São tantas e tamanhas as requisições que mal sei ao que priorizar. As coisas têm uma desordem natural que me encantam em seu poder maior de não buscar sínteses, simetrias, sinergias e tudo o mais do que foi formalizado na civilização para que se conformasse algum mecanismo didático. Sua ordem depende somente do meu foco. A vida se apresenta e zomba dos profetas em plantão que não consideram que além de si há os que somente vão e vão e vão…vãos.

O que justifica meu sorriso pode me fazer chorar em cânticos nada líricos. Mas cantarei, pois o ato é alimento, faz-me entender que o poder do que sobre mim recai é tão menor do que o meu poder sobre a minha pessoa. Por vezes lamento dar atenção ao que não me encanta mas até isso irá corromper a verve das intenções do que não me constitui, enfim, desejo que entendam sua primeva mediocridade.

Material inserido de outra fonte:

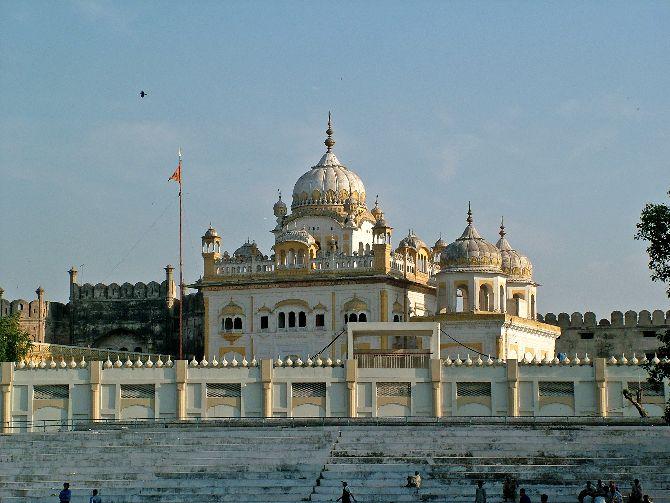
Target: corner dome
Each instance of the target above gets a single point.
(471, 252)
(411, 241)
(514, 264)
(248, 251)
(328, 184)
(296, 236)
(211, 232)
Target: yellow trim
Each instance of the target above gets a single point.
(292, 302)
(241, 350)
(206, 325)
(251, 321)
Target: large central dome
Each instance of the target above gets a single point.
(329, 183)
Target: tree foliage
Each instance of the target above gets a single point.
(14, 342)
(654, 227)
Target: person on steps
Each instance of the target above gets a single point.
(95, 498)
(636, 492)
(414, 480)
(346, 497)
(589, 490)
(480, 494)
(509, 489)
(65, 495)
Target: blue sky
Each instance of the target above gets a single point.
(555, 115)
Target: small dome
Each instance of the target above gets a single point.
(516, 265)
(297, 236)
(439, 245)
(279, 208)
(411, 241)
(248, 251)
(377, 211)
(211, 232)
(471, 252)
(329, 183)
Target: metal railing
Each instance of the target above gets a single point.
(46, 426)
(377, 360)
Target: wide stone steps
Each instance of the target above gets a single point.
(292, 464)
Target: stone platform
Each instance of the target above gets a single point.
(291, 461)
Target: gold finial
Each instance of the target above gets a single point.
(329, 141)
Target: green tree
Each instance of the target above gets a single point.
(14, 342)
(654, 228)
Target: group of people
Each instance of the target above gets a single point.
(65, 496)
(609, 493)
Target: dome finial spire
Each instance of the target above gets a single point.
(329, 141)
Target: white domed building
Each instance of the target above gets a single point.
(333, 263)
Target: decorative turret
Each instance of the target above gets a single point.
(73, 282)
(280, 211)
(293, 249)
(514, 264)
(211, 250)
(381, 241)
(170, 289)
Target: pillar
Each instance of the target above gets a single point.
(436, 378)
(351, 369)
(6, 378)
(181, 370)
(266, 380)
(41, 320)
(170, 292)
(73, 281)
(600, 371)
(95, 369)
(512, 388)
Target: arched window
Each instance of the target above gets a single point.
(485, 298)
(532, 307)
(461, 299)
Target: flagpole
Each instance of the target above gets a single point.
(181, 267)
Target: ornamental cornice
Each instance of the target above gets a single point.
(292, 302)
(272, 281)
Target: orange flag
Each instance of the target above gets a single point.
(176, 176)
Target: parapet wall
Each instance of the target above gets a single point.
(36, 397)
(113, 291)
(629, 319)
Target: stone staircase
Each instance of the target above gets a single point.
(195, 462)
(167, 465)
(451, 459)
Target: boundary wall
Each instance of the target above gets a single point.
(35, 398)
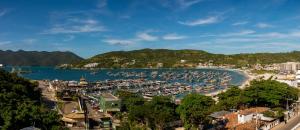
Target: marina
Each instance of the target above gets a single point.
(148, 82)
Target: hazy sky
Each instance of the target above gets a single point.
(89, 27)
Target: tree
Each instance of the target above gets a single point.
(269, 93)
(231, 99)
(194, 110)
(161, 112)
(20, 104)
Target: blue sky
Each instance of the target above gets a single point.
(89, 27)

Canto algo quase silencioso enquanto percorro este caminho. É automático dispositivo de sobrevivência. O que há é tão maior que eu, que somente a mim sou claro o suficiente, quando do mundo todo eu já quis saber, me redimo a grandeza das pequenas coisas. O que já vi era mais do que podia compreender e sinto “o mundo” querendo mais de mim do que de si, nesta visão em retrocesso.

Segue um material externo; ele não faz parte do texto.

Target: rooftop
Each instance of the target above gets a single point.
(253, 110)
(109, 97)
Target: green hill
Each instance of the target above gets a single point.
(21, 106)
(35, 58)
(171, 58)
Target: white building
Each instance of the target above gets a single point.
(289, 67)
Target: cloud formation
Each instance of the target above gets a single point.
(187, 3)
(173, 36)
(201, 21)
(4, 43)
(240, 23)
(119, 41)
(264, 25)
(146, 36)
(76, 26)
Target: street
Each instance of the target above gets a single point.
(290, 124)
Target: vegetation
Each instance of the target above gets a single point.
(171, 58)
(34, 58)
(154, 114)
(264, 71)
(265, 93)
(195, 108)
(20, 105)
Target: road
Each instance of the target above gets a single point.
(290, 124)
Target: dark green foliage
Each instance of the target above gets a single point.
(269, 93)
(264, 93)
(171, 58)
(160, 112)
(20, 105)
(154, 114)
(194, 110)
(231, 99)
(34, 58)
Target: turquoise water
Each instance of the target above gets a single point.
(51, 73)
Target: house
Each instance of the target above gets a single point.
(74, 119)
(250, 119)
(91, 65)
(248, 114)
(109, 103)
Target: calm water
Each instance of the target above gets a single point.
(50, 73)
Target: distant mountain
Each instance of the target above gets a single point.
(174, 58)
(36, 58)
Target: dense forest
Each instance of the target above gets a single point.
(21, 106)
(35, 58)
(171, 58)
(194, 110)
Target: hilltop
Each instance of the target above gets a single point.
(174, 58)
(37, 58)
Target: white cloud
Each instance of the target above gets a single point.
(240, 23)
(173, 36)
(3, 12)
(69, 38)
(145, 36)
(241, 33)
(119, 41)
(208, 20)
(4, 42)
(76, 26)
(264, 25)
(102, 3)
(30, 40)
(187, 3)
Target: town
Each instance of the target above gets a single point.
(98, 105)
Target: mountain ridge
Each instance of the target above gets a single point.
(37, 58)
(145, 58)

Investigo se é vida o que agora me envolve para uma fala. Os relógios, as nuvens e os planetas giram em suas órbitas previsíveis. Eu confronto um turbilhão que me cega, maltrata, relata a vida por mim, como tivesse perdido o senso e o direito de ser quem eu sou. Traduzem meus pensamentos !! – o que se dirá dos meus atos?

As cidades sofrem pela violência e descaso. As pessoas se perdem em obter a última gota do que nunca foi ou estará entre seus pertences. E eu?… Estou cansado destas manobras.

Comentários
  1. jemima varjao disse:

    Não vos digo isto por necessidade, porque já aprendi a contentar-me com que tenho. Sei estar abatido e sei também ter abundância; em toda maneira e em todas as coisas estou instruído, tanto a ter fartura, como a é ter fome; como a ter abundância , com a padecer necessidade. Posso todas as coisas naquele que me fortalece.
    ( Filipenses 4. 11-13)
    Parabéns pelo conjunto perfeito da figura e o texto!

  2. pcesarsampaio disse:

    11.03.010 Érico, texto lindo e foto mais ainda! Penso que o grande crime seja tão pouca vida pra tão imenso desejo de estendê-la e vivê-la melhor…ehe ehe ehe! Inteh+ (sic).